Of course there are limitations to this sort of arrangement as well. As the center of attention, the teacher might be mistaken for a Fountain of Truth or an Arbiter of All Opinion. Students may become, in some measure, dependent on the instructor for permission to speak and for approval of what has been said. It is always an odd situation when a student insists on addressing her or his comments to the instructor, when in actual fact he or she is responding to the comments of a fellow student. Complicating this is the possibility that shy or self-conscious students may be so uncomfortable with idea of becoming the center of attention that they may simply refuse to participate.

 In the CIC program, as it is currently designed, classes move between two rooms. One contains the centerpiece of the program: a twenty-three-station Local Area Network. The other classroom is fairly conventional in appearance; there are desks and a lectern. Sitting inconspicuously at the back of this room is also a networked computer terminal, an LCD panel, and a projector. Sitting at this terminal, in the midst of his or her class, the instructor is suddenly out of the picture. Although all the students' attention is still focused all on the same thing, at the same time, that "thing" is now the material being projected from computer to the screen at the front of the room. If it's a composition course, for example, the students and instructor can look together at a student writing sample. They can read and revise collectively and cooperatively. In this perhaps subtle but concrete way, students are encouraged to distinguish the medium from the messenger.

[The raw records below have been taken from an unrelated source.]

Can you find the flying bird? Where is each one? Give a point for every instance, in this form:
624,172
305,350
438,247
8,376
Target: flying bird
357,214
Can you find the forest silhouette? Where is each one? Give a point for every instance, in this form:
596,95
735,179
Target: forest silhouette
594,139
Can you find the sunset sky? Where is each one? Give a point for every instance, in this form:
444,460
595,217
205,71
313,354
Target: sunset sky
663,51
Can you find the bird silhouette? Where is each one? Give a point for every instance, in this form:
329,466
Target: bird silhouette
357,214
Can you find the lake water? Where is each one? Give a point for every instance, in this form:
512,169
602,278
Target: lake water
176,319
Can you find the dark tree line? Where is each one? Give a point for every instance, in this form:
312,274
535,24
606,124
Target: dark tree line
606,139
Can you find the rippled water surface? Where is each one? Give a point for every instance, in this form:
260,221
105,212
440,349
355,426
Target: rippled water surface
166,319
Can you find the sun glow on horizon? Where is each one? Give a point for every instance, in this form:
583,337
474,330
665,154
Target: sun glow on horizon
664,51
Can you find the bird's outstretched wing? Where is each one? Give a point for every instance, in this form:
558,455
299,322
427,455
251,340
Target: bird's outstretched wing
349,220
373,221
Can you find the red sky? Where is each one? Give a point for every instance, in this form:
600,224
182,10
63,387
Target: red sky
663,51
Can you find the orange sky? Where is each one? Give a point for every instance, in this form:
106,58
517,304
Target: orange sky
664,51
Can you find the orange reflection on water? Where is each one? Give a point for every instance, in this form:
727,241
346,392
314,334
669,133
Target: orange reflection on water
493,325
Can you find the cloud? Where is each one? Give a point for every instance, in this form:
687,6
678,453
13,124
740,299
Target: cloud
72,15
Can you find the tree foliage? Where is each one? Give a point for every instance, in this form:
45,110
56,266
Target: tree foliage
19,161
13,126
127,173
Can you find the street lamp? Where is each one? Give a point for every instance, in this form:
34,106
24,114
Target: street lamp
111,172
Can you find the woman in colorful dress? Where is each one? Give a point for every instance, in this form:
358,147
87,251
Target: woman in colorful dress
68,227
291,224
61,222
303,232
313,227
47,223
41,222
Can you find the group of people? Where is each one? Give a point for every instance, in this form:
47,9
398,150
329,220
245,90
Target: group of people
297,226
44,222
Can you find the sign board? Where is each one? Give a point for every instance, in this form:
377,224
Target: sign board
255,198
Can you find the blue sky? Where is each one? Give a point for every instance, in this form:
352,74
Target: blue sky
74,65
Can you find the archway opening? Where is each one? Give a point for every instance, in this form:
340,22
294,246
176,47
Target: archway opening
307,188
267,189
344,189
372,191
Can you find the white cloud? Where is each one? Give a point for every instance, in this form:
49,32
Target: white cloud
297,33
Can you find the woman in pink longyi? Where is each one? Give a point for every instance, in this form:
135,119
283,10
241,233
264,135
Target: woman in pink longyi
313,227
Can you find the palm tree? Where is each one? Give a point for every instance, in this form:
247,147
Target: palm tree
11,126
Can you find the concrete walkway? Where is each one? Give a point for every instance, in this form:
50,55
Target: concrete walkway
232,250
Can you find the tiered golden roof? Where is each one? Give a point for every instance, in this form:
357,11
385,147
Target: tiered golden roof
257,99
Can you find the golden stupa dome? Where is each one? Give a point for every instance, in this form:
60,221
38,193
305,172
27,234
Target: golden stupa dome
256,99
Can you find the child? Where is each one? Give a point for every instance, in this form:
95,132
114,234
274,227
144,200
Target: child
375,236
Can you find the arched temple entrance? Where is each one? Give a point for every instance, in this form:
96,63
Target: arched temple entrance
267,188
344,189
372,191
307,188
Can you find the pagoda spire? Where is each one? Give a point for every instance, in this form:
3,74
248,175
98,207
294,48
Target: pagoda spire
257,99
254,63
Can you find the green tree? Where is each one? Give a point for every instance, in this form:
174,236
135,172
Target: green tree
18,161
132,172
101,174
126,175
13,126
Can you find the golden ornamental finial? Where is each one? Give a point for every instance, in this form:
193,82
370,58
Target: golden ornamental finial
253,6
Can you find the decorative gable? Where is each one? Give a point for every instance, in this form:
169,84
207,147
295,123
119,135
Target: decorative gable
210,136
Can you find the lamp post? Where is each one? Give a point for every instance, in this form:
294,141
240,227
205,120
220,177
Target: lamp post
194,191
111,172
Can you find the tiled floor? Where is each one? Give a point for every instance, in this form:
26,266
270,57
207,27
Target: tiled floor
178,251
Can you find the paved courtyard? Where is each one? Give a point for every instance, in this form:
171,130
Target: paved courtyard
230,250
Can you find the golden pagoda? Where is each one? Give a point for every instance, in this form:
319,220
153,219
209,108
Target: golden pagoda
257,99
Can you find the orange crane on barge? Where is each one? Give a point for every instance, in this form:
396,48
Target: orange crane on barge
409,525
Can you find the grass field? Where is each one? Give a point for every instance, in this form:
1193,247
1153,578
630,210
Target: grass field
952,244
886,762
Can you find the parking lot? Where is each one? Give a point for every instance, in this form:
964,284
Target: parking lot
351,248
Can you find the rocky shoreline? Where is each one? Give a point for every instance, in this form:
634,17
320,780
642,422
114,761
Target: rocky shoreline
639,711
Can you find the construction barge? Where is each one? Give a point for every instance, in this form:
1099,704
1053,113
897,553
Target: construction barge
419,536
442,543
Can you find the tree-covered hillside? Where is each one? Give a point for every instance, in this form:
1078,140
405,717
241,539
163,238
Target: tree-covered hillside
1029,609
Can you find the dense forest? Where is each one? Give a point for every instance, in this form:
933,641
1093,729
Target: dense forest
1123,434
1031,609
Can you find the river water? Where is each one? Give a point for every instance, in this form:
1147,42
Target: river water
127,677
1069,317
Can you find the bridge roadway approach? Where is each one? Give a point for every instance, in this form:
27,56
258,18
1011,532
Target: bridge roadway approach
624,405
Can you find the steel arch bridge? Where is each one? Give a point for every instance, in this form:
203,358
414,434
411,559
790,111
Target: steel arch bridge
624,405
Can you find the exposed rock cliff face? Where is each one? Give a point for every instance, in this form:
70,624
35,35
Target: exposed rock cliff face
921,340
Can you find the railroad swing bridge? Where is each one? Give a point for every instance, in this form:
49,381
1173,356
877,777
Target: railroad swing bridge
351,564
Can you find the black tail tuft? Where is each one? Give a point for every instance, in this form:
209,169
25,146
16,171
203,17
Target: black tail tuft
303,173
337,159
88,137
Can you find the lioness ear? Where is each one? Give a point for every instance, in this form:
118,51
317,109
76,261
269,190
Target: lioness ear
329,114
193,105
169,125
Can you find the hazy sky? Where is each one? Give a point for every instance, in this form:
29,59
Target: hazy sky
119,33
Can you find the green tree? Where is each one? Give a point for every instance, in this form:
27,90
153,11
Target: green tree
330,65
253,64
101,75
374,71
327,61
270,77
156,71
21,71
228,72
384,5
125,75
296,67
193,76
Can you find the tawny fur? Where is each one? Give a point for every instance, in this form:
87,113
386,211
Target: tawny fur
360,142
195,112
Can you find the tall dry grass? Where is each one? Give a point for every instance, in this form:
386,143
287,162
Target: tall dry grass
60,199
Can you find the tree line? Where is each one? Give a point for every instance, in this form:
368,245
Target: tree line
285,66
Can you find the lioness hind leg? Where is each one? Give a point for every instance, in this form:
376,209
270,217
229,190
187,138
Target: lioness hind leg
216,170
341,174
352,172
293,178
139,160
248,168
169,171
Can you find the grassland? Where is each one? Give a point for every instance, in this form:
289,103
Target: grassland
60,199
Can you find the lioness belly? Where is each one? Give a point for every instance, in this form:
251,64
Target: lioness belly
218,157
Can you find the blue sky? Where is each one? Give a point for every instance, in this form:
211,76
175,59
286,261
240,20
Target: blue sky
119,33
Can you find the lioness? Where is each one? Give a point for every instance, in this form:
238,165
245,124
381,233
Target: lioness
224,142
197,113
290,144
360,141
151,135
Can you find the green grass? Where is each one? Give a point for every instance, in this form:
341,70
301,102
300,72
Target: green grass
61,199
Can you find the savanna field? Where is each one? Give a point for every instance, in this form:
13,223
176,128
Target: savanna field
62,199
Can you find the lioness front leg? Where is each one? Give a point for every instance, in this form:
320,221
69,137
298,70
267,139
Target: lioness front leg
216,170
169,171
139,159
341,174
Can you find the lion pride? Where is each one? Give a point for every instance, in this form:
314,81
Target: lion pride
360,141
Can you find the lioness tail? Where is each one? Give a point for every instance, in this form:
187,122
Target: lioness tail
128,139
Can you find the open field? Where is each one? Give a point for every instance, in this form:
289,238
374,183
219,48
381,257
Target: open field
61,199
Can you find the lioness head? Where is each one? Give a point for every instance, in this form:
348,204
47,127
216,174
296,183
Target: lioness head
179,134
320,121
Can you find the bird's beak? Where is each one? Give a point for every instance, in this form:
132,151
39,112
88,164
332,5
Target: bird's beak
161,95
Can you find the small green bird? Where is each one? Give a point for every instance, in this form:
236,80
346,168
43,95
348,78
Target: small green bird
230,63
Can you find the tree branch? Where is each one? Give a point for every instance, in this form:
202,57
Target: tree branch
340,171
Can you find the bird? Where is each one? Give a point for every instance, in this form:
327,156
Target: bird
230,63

 In our other classroom, the LAN, there are even more possibilities for redirecting student attention. This is due, in part, to the classroom's physical design. Instead of being arranged to all face the "front" of the room, the students' computers are arranged to face each other, in three- or four-station pinwheel formations. The room provides no fixed place from which an instructor can command the attention of the class. This can be disconcerting for the uninitiated, as can the reduced access to marker boards. However, these are deliberate design features that help concentrate classroom activity online.

What advantages does online activity, in itself, offer? For starters, everyone can talk at the same time and still be heard. In Babel, our bulletin board program, students converse online, but not quite in real time. They type their questions or responses to the instructor or to fellow students, but only when they decide that they are finished do they "post" what they've written and make it public. Students can interact actively and BB discussions are always lively, although they still afford some "private space" in which students can compose their ideas before they make them public. The shy, the thoughtful, and anyone with misgivings about drawing attention to themselves tend to appreciate this, and the option for anonymity that BB offers. By allowing students to adopt pseudonyms, BB focuses attention solely on the written utterance; students become only what they say.

 In the LAN it is also possible to disperse altogether the focus of your class but still keep students engaged. Students can work independently or in groups, at online exercises prepared by the instructor, on essay assignments, at critiquing one another's work, doing online library research, or on the Internet. Though it is at least theoretically possible for students to work independently in the conventional classroom, the greater range of options in the CIC classroom makes independent work more purposeful and productive.